Yes. absolutely, absolutely. And then as a follow-up, maybe if you could talk a little bit, I mean, I assume the answer is yes, but if you could maybe tell us a little bit about why, I assume increasing bid rate I assume you feel like you can both increase the bid rate, but also the things that you want to be focused on in terms of priority areas and value-added solutions is means that -- I would think you want to be somewhat discriminating about what you bid on. And so the idea of being discriminating and bidding in higher-value areas with also increasing the bid rate, how you kind of square that circle?

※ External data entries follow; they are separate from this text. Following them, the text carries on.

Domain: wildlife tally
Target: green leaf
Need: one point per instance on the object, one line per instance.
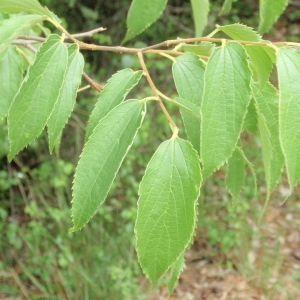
(175, 273)
(288, 67)
(11, 75)
(38, 94)
(114, 92)
(235, 176)
(65, 103)
(269, 12)
(203, 48)
(200, 13)
(250, 122)
(167, 207)
(11, 28)
(188, 107)
(226, 8)
(224, 104)
(188, 73)
(240, 32)
(101, 159)
(262, 63)
(29, 6)
(141, 15)
(267, 105)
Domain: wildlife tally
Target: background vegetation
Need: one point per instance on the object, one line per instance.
(40, 260)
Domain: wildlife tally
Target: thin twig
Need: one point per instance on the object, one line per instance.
(95, 85)
(154, 89)
(83, 88)
(88, 33)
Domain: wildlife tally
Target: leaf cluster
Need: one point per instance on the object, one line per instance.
(223, 89)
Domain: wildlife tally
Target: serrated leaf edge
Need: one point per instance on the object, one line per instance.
(73, 229)
(195, 212)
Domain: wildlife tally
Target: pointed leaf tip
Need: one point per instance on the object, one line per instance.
(167, 207)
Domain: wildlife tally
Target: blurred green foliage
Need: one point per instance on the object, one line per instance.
(99, 262)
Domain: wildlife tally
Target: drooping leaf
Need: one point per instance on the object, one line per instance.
(188, 73)
(175, 273)
(235, 176)
(226, 8)
(250, 122)
(114, 92)
(11, 28)
(224, 105)
(11, 75)
(188, 106)
(288, 67)
(38, 94)
(269, 12)
(166, 207)
(262, 63)
(200, 13)
(203, 48)
(240, 32)
(29, 6)
(271, 52)
(267, 105)
(141, 15)
(101, 159)
(65, 103)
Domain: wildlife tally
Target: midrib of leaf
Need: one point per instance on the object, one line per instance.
(86, 204)
(223, 110)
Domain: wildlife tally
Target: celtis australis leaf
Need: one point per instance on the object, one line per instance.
(38, 94)
(224, 105)
(288, 68)
(101, 159)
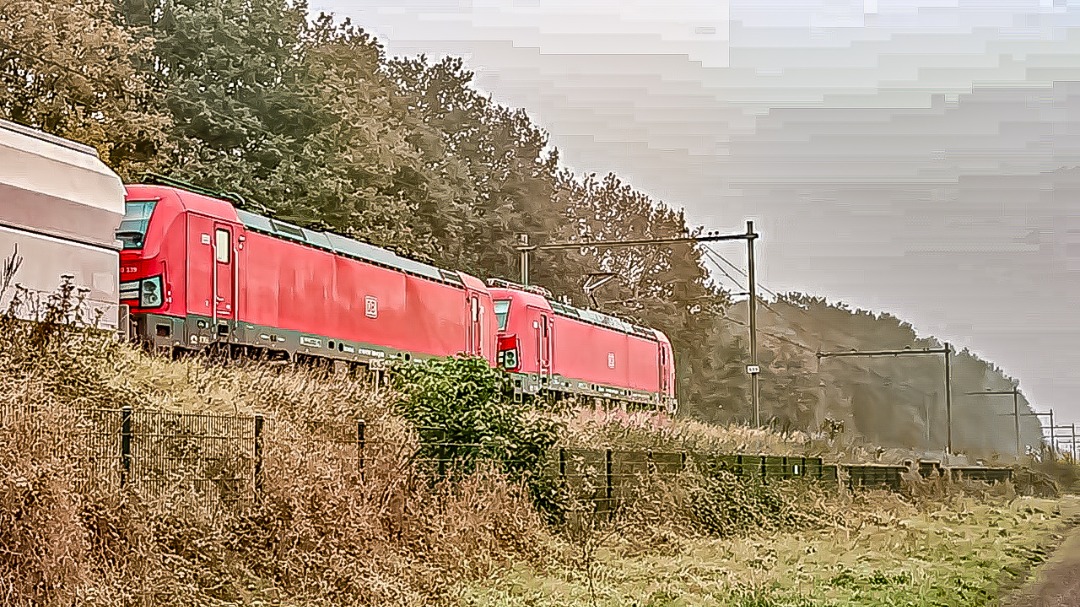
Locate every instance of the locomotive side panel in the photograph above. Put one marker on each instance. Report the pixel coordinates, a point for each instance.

Yes, I'll take that one first, Seth. Look, I think we're taking a longer-term view of the pipeline to ensure that the pipeline reflects the priority areas we've got out there. As you probably observed, we're holding our top line multiyear guide at the 2% to 4% range, recognizing that we are not chasing calories, but we're chasing vitamins.
Our incentive comp is focused on delivering more EBITDA from the business as well as generating cash out of the EBITDA we're delivering. And therefore, I think -- think of this as the right kind of top line for the business that will differentiate this portfolio and one of the benefits of having a more differentiated portfolio downstream is that you actually improve your incumbency win rates because it is less gladatorial in that part of the market and candidly, that's why I think we're trying to get the equation calibrated between improving growth rates, which I think is a must but also making sure that we're delivering good value for the top line. Toni?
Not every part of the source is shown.